A: To solve the equation $|x+2|=0$, you need to consider both the positive and negative possibilities of the expression inside the absolute value bars. This gives you two separate equations:

$$x+2=0$$

and

$$-(x+2)=0$$

Solving for $x$ in both equations, you get:

$$x=-2$$

and

$$x=-2$$

Therefore, the solution to the equation $|x+2|=0$ is $x=-2$.

Q: What is the solution to the equation $|x-3|=x-3$?

A: To solve the equation $|x-3|=x-3$, you need to consider both the positive and negative possibilities of the expression inside the absolute value bars. This gives you two separate equations:

$$x-3=x-3$$

and

$$-(x-3)=x-3$$

Solving for $x$ in both equations, you get:

$$x=3$$

and

$$x=3$$

Therefore, the solution to the equation $|x-3|=x-3$ is $x=3$.

Q: What is the solution to the equation $|x+1|=-(x+1)$?

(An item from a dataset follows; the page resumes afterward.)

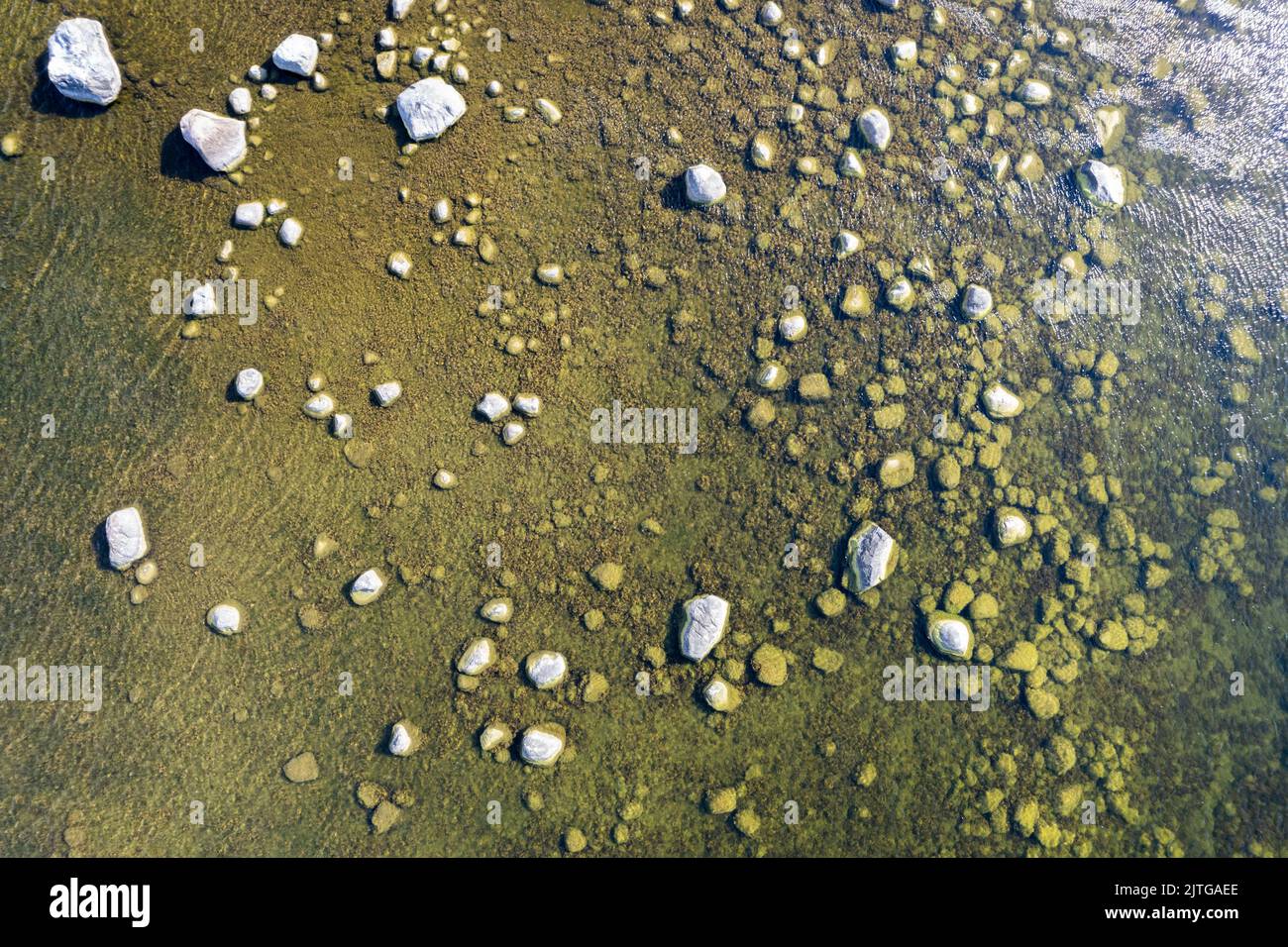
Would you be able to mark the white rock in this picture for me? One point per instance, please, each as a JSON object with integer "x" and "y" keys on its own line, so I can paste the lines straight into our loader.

A: To solve the equation $|x+1|=-(x+1)$, you need to consider both the positive and negative possibilities of the expression inside the absolute value bars. This gives you two separate equations:

$$x+1=-(x+1)$$

and

$$-(x+1)=-(x+1)$$

Solving for $x$ in both equations, you get:

$$x=-1$$

and

$$x=-1$$

Therefore, the solution to the equation $|x+1|=-(x+1)$ is $x=-1$.

Conclusion

In conclusion, absolute value equations are a type of mathematical equation that involves the absolute value of a variable or expression. To solve an absolute value equation, you need to consider both the positive and negative possibilities of the expression inside the absolute value bars. By following the steps outlined in this article, you can solve a wide range of absolute value equations and gain a deeper understanding of this important mathematical concept.